The foreclosures could put 12.7 percent of all residential borrowers out of their homes, Credit Suisse analysts, led by Rod Dubitsky, said in the report. That compares with a foreclosure rate of 2.04 percent in the last quarter of 2007, they said, citing Mortgage Bankers Association data.

The new forecast includes 2.7 million subprime loans whose risky characteristics sparked the worst housing market since the Great Depression. Subprime foreclosures, on top of the 676,000 already in or through the process, will hit 1.39 million in the next two years alone, an upward revision from the 730,000 predicted by Credit Suisse in October.

Falling home prices have made an increasing number of U.S. homeowners more vulnerable to default, they said. Nearly a third of subprime borrowers owed more than their home was worth at the end of last year, and that figure will double to 63 percent in 2009, they said.
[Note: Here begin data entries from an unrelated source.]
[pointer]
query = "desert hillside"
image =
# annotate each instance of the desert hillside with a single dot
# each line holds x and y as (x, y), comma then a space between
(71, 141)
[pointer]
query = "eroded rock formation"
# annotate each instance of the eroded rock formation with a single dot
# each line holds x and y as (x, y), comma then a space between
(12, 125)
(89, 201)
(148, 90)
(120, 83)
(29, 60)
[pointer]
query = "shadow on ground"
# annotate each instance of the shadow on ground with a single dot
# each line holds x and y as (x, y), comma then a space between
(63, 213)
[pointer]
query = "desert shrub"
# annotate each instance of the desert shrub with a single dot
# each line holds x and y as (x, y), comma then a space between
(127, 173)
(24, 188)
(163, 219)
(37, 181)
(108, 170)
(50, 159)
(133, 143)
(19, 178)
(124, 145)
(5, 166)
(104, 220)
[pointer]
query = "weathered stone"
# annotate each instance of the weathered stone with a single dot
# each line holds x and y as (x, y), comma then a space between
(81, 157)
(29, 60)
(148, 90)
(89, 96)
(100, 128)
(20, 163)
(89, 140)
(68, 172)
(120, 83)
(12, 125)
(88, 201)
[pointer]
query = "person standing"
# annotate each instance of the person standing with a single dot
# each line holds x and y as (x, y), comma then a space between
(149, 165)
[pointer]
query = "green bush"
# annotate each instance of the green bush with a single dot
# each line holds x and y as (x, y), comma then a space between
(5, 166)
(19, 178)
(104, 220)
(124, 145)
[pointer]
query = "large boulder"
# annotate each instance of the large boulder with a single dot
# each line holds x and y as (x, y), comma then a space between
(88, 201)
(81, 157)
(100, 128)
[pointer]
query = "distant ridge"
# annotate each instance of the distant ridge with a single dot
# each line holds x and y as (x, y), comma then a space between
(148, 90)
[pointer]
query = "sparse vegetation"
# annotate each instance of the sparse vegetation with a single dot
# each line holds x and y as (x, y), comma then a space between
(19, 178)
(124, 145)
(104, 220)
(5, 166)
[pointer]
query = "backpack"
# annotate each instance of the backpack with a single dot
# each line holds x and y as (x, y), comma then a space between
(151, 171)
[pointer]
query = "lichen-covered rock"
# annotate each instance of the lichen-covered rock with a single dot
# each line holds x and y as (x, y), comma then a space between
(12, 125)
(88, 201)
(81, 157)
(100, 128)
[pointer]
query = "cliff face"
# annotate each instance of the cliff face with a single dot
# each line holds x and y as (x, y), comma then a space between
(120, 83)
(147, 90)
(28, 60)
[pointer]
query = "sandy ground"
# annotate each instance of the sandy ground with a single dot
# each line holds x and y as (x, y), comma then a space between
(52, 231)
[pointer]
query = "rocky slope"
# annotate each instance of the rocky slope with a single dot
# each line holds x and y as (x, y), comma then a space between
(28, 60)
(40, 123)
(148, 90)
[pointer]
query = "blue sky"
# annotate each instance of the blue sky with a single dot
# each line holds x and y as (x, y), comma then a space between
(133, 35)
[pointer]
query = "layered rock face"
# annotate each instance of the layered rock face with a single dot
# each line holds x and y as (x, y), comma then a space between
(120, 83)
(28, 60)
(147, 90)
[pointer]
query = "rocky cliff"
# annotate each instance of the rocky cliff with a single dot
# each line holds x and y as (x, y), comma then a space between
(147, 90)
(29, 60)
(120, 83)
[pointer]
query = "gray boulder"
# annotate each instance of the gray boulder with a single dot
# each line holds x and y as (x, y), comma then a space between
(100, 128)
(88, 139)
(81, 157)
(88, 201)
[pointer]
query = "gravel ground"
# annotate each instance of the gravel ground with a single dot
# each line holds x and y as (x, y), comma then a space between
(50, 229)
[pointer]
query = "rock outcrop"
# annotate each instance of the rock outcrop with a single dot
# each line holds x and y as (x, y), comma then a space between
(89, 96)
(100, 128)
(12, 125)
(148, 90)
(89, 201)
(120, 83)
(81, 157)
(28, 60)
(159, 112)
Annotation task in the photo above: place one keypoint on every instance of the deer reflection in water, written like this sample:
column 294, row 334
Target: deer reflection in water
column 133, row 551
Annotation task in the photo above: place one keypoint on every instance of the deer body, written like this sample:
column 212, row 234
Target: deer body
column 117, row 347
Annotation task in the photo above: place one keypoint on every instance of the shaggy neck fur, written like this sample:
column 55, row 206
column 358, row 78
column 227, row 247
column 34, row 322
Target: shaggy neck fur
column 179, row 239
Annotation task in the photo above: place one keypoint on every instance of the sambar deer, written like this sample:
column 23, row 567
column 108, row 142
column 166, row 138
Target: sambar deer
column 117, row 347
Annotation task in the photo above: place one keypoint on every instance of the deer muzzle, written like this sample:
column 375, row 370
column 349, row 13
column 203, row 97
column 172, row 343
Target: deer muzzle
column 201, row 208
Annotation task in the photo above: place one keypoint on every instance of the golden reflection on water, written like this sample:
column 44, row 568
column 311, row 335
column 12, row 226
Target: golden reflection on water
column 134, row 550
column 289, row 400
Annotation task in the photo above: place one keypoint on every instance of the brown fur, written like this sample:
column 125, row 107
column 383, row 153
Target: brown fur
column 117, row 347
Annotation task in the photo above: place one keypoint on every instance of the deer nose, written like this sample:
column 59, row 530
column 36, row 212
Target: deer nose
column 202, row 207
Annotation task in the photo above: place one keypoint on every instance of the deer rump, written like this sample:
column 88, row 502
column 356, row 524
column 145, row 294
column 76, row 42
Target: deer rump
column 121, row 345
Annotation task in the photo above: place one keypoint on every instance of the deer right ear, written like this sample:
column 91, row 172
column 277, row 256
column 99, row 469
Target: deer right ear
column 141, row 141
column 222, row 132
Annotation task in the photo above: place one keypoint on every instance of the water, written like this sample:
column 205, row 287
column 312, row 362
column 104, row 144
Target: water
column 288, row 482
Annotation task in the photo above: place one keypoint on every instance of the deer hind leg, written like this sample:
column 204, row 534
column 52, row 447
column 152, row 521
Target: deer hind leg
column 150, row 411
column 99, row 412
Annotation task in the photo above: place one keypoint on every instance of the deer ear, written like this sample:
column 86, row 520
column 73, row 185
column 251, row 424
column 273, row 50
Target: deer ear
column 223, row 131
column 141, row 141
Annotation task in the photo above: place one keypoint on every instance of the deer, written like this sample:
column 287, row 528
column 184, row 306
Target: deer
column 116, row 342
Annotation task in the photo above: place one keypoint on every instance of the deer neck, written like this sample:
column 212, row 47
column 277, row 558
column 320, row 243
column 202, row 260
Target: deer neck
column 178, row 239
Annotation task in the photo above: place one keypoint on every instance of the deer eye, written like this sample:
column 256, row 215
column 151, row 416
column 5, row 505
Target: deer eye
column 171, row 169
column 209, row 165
The shutdown of mortgage bond markets that financed many risky borrowers during the housing boom has also made it harder to refinance into affordable loans, they added.




Fannie and Freddie portfolios, delinquencies rise
Mortgage financiers Fannie Mae and Freddie Mac said separately Friday that their mortgage portfolios rose in March as delinquencies inched higher.

McLean, Virginia-based Freddie Mac saw its total mortgage portfolio increase at an annualized rate of 8.9 percent year-to-date and 9.9 percent in March to $2.15 trillion.

The company’s retained portfolio increased to $712.5 billion as mortgage purchase and sales agreements entered into during the month of March totaled $43.5 billion, up from $14.8 billion in February.

Mortgage delinquencies continued to inch up as well, as the single-family delinquency rate (90+ days) climbed three basis points to 0.74 percent in February, nearly double the 0.40 percent rate in March 2007.




Stoneleigh: The hierarchy of government will determine access to decreasing tax revenues. If states or provinces are having a hard time, municipalities will be squeezed even harder, and they in turn will squeeze you.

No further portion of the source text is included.